Additionally, founders who already come from wealth or have political connections, etc., are probably much more likely to succees in the financial senses that PG wants.
The only limited sense in which it’s good for PG is if there is a lottery winner he can claim credit for, a rags-to-riches story to whip up blind support for some ludicrous tech millionaire idealism.
Journalists looking to (justifiably or unjustifiably) undermine start-up incubators or VC firms easily could care.
You could just as lazily & dismissively say nobody cares about failed taxi drivers, and yet there it is on the front page of the most popular Western newspaper in the world.
If there’s an angle to make it a story, people will care. The angle to make it a story about how start-up programs are basically scams exploiting lottery biases of people not in a life position to sustain that risk is very easy, straightforward & compelling to a wide audience.
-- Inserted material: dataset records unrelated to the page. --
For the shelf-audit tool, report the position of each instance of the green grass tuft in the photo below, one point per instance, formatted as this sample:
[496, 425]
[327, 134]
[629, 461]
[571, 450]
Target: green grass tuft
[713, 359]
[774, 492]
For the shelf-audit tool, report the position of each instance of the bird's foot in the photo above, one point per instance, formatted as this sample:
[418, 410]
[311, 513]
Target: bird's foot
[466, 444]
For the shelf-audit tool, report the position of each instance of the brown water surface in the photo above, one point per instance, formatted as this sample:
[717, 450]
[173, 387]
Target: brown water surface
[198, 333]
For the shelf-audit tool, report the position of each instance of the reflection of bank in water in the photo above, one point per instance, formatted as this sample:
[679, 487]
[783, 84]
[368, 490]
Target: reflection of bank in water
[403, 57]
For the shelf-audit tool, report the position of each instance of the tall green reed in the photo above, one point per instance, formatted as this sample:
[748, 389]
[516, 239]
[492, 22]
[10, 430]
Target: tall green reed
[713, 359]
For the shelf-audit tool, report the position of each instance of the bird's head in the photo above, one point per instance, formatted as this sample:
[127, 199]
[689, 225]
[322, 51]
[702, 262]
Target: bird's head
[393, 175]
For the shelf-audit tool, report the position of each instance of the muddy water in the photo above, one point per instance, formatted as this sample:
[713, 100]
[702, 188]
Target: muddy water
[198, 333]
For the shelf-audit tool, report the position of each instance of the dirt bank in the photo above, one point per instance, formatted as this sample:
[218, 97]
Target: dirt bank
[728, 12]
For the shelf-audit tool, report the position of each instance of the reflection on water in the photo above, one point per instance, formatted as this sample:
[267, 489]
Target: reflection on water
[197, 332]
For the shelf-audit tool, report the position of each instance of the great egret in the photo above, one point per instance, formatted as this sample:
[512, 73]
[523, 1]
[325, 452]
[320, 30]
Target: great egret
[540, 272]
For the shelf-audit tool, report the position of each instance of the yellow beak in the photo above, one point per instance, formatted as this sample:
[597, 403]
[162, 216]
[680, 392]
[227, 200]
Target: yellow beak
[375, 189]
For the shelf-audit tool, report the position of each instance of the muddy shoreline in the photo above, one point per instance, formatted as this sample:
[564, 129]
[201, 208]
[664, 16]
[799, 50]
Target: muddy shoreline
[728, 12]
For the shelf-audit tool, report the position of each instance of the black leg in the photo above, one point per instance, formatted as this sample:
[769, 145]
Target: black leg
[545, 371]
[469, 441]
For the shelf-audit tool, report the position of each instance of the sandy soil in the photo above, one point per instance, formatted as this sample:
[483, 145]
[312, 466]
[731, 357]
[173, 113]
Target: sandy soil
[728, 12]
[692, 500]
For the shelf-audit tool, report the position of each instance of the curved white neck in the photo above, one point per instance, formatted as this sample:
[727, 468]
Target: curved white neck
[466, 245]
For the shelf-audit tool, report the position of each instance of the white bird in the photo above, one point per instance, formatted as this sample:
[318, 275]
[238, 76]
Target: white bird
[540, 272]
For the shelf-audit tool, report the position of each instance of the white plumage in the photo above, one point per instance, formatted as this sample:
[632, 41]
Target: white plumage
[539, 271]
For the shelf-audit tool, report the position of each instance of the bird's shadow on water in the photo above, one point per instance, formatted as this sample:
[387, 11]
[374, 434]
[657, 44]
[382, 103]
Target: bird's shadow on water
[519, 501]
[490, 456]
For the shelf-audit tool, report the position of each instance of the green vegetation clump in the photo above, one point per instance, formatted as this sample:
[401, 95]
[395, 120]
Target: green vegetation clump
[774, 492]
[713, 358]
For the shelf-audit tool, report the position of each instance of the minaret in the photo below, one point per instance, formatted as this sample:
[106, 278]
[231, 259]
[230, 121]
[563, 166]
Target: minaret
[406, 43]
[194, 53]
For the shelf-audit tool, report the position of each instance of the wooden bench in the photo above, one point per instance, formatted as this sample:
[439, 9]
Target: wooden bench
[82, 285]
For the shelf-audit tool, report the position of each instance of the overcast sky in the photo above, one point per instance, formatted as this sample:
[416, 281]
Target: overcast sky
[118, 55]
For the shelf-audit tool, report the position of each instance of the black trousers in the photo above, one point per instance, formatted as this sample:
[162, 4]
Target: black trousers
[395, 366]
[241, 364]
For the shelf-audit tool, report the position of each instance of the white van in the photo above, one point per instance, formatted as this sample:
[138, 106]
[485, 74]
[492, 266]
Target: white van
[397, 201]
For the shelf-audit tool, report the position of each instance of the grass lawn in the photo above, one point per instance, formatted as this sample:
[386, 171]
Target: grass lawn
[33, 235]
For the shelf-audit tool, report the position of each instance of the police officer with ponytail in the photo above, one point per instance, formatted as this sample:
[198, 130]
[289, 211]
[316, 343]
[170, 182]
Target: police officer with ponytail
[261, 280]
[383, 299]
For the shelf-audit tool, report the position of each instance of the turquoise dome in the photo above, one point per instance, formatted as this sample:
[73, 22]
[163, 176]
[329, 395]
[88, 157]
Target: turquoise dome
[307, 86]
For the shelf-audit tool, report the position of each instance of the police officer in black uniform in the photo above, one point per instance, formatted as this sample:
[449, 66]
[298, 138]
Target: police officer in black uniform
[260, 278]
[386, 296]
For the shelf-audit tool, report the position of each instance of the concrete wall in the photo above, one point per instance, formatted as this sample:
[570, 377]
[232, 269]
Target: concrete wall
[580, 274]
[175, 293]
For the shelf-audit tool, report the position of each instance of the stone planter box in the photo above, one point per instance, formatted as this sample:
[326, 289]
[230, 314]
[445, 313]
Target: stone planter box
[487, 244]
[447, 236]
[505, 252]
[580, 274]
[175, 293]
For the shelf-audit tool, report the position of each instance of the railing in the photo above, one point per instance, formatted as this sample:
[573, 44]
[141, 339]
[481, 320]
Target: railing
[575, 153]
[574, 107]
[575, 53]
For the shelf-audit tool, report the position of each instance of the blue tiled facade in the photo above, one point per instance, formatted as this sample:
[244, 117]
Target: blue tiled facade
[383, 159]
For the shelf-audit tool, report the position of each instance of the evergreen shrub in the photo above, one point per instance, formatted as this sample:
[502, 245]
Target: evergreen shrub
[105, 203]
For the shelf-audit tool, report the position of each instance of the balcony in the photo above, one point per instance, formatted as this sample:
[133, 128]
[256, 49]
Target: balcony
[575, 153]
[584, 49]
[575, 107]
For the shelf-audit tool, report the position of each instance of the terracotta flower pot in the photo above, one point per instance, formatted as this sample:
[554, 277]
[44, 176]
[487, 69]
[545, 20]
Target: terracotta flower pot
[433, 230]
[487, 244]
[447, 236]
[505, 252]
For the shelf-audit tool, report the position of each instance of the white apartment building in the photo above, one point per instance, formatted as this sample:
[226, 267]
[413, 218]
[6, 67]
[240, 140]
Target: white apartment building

And hence it’s probably bad for PG & others if people without safety nets are going bust on failed start-ups.
Sure, PG is obviously only driven by his desire to exploit poor people by telling them lies about startups. How could it be any other way. He is rich, so that's what he does, right? Exploiting poor people, that's what rich people do to fill their days.
It's not that obvious if it's good for the poor person. I guess that everybody has their own risk aversion threshold.